On peut aussi arrêter de penser que l’informatique engendre une fracture des générations. Pourquoi les jeunes ne se rapprocheraient-ils pas de leurs parents et grands-parents en les initiant à leur monde virtuel ? C’est ce que suggère Serge Tisseron, psychiatre et psychanalyste, sur son blog (3) : “Acceptez que la socialisation familiale emprunte parfois le chemin inverse de celui qu’elle suivait traditionnellement. Vos enfants sont aujourd’hui des experts dont vous ne devez pas sous-estimer les compétences. (…)Plus vos enfants auront pris le goût précocement à vous communiquer ce qu’ils découvrent, plus ils le feront longtemps et votre relation à eux en sera enrichie”.

Trop d’écrans, n’importe comment... ce qui est à craindre

Ces précisions faites, il ne faut pas nier les risques. De l’avis général, les enfants seuls face aux écrans, sans possibilité de partager leurs impressions avec un adulte, ont tendance à se réfugier davantage dans leur monde virtuel. Ils font souvent le triste constat que leurs parents ne s’intéressent pas à leurs activités, voire y sont totalement hermétiques. “Beaucoup d’enfants qui s’engagent dans les jeux vidéo ont en effet l’impression qu’il s’agit d’une activité incompréhensible aux adultes et dont il vaut mieux ne pas essayer de leur parler”, déplore Serge Tisseron (3).

Et, lorsqu’un enfant est trop “branché” à sa machine, il n’est pas rare que la concentration scolaire, les échanges familiaux et les relations sociales se détériorent. “Les enfants spectateurs doivent aussi être des acteurs. Ils ont besoin de se défouler au jardin, de jouer avec les autres, de faire du vélo, de lire, d’écouter de la musique, et de prendre, tout simplement, le temps de rêvasser. Ce sont les conditions indispensables pour que (les écrans) n’envahissent pas complètement leur imaginaire et ne les cantonnent pas à vivre par procuration”, prévient le psychologue Harry Ifergan, dans son livre Mais qu’est ce qu’il a dans la tête (4).

Attention aussi à ce qui défile sur nos écrans. De la violence télévisuelle (à 14 ans, un enfant qui regarde la télé aura assisté à 18000 meurtres…) aux risques de pornographie et pédopornographie sur Internet, les dangers sont réels et nombreux. “D’autant plus que nos enfants ne distinguent plus vraiment le virtuel du réel : pour eux, ce que montre la télévision est “vrai”. Les choses sont ainsi puisqu’ils les voient.”, constate Philippe Mérieu dans Une autre télévision est possible (5). C’est aussi valable pour les ordinateurs, et notamment pour certains jeux vidéos.

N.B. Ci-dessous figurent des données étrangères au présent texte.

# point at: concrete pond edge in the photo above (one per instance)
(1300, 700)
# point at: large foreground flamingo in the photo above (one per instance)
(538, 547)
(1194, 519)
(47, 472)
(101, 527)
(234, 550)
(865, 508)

  1. Lettre du ministère de l’éducation nationale. Août 2008
  2. éditions Le livre de Poche.
  3. Serge Tisseron, Blog sur Squiggle. Be. Il est aussi l’auteur de nombreux ouvrages dont Enfants sous influence, Les écrans rendent-ils les jeunes violents ? (Armand Colin, 2000) ; Manuel à l’usage des parents dont les enfants regardent trop la télévision (Bayard Culture, 2004) ; Qui a peur des jeux vidéos ? (Albin Michel, 2008).
  4. éditions J’ai Lu.
  5. éditions de La chronique sociale.